I think one of the gifts of being below the Dunbar number, below a certain threshold of folks within an organizational structure, is that it’s mostly about providing people space and ensuring, of course, that you’re fulfilling all your legal obligations and all the other various items.

But apart from that, which is a wide berth, I think it’s good for us that we want people to show up in a way that makes sense to them. For us, the more forums the better. The forum we can create to debate and to generate great conversation or great thinking around culture or the future of the company or what’s going on in the world or what’s going on in their families is all positive.

I mean, sometimes people carry things with them that have nothing to do with a war but have to do with having kids at home or a sick parent or, you know, people have a lot going on. We don’t ask people to check their personal lives at the door and that’s important to us.

CH: One of the things that has come up is providing that safe space for people to have a discussion to express how they feel. Did you need to do anything to make sure that people understood there was a safe space at Arteria to be able to do that?

SA: I think the nice thing about starting little and being in our third year is that you kind of know what you’re getting on the way in the door. We wear our hearts on our sleeves.

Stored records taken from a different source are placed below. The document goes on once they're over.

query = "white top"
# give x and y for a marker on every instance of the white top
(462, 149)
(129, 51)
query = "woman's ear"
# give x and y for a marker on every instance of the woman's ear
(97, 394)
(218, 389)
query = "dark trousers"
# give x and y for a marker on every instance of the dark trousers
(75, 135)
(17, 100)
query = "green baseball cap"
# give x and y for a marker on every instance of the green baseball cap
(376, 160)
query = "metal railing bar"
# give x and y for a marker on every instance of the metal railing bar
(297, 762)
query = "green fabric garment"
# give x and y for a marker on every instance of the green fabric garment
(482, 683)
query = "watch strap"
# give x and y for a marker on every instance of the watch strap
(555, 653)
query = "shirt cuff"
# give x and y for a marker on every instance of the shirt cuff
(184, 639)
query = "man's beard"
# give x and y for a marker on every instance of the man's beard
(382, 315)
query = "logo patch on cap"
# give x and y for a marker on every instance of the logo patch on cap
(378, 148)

I think anyone who’s worked with me in organizations large or small will tell you that. My cofounders and I have worked for many, many, many years together. In one case, close to 15 and another close to 10. I mean, the three of us have worked together for an extraordinary long time. We are all visibly diverse and we all just try and let people have space.

People often laugh, but our entire company comes on a call for an hour once a week to talk through things like: is kindness an imperative in the workplace, or should we ask for advice rather than feedback to generate a better sense of value both from the receiver and the giver of that advice? Or are we feeling heavy with what’s going on in the world? I mean, these are all issues that would be considered taboo within larger constructs.

But in our construct, it’s the most natural thing, and it’s really organic and it’s something that we talk about. Significantly, we also ask: how do we maintain this culture as we grow?

One of the benefits or scary parts of being a venture-backed backed company is that you’re always aiming to grow. And as we see a rapid headcount growth, for us, we worry more about how we maintain this breath of fresh air, this true, honest-selves-first policy as we get bigger. You know, at some stage when we’re 500 people or more, maybe we’ll move to a policy approach, but right now we run more like a pirate ship than the Navy. At some point that perhaps changes.

But right now, it’s one of the things that I certainly believe is the secret of our success.

CH: I’m still trying to get a sense of how you align those values you just spoke about. With stakeholders or the venture capitalists, for example, who might have a different viewpoint on you speaking your mind on issues like this?

SA: Listen, I think that they know us very well before they invest, right, these are very, very well-vetted decisions and I think they know that we are clear on who we are and that, one of the most important things about being Arterians as we call ourselves is, you know, having that sense of personal purpose.

That means we don’t all have to agree, because that doesn’t make sense to me. I’d like to think we all agree on certain things like we shouldn’t be antisemites or Islamophobic. Obviously, I hope that’s table stakes.

But I think that if what we’re saying is, we need to make space to ensure that if I am from Iran and the events of the past year have touched me, that I have a place to say that. I come to work with a lot on my plate and I need to have this space for people to recognize that. I’m not just carrying the stress of the work today, I’m carrying this stress of my world, whatever that is.

If we don’t make space for people to bring that into their workplace, to have a recognition that the burdens they’re carrying are not just the ones of the next meeting with a customer, that’s a clear negative.

And I would say we’re careful to not enforce homogeny for sure, but we need to ensure that we are making space for authenticity.